Shopping trolleys are seen at a Tesco Express in southwest London September 22, 2014.
Shopping trolleys are seen at a Tesco Express in southwest London September 22, 2014. Reuters/Luke MacGregor

Britain’s supermarket giant Tesco has sold off a dozen sites that it no longer wants to develop. The transaction was worth £250 million (AU$531.6 million). The sites, located in various parts of London -- the South East and Bath -- will now be used for the housing sector, where 10,000 new homes will be built.

The land sites were purchased by Meyer Bergman, a property investment firm. Markus Meijer, chief executive of the property firm said the investment would give new impetus to the abandoned Tesco projects.

The retailer has dropped nearly 50 projects and many of those sites are now derelict. The plot sale is part of the supermarket's revival strategy, the BBC reported.

Expansion on hold

Alan Stewart, Tesco’s chief financial officer, told BBC Radio that Tesco would not develop new stores on the mothballed sites.

“We don't have the resource to put into these developments,” he said.

The development sites sold by Tesco include:

  • Fulham High Street
  • Highams Park
  • Hounslow
  • Lewisham
  • New Barnet
  • St Albans
  • Tolworth
  • Hillingdon
  • Woolwich
  • Epsom
  • Kensington

Tesco had announced in January 2015 that it will shelve plans to open 49 large supermarkets and close 43 unprofitable stores. The suspended expansion is part of chief executive Dave Lewis's strategy to revive the company into its past glory, which had taken a beating after consecutive losses and an accounting scandal in 2014.

Tesco’s decision to scrap its new stores has drawn criticism.

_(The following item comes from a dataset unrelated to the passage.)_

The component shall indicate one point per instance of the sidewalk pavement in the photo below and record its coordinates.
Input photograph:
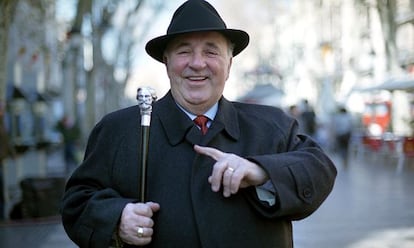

Pat McFadden, Labour MP of Wolverhampton South East, said the local community in his area had been let down.

Clive Black, head of research at Shore Capital, noted that Tesco is trying to make the existing sites better, saying the retailer was selling the sites where it once wanted to open stores, because it wanted to reduce its burden of debt, expenses on rents and pension responsibilities.

“The journey has started, but there's a long road ahead before we can say Tesco is in calmer waters and sailing into much brighter times,” Black said.

Besides the lucrative sites sold in the south-east of England, Tesco owns more sites across the north of England but has not set a timeline for selling those sites, signalling that they will remain locked and unused.

Customer satisfaction

Meanwhile, Tesco has unveiled its hotly anticipated TV campaign, reports Marketing Magazine. The TV ad promotes the retailer's new Brand Guarantee scheme and features a family dynamic with three characters playing a mum, dad and 20-year-old son. They are being played by Ruth Jones, Ben Miller and new actor Will Close.

The supermarket has also increased manpower in its stores to add more checkout counters in a bid to cut waiting time for customers, reports Campaign Live.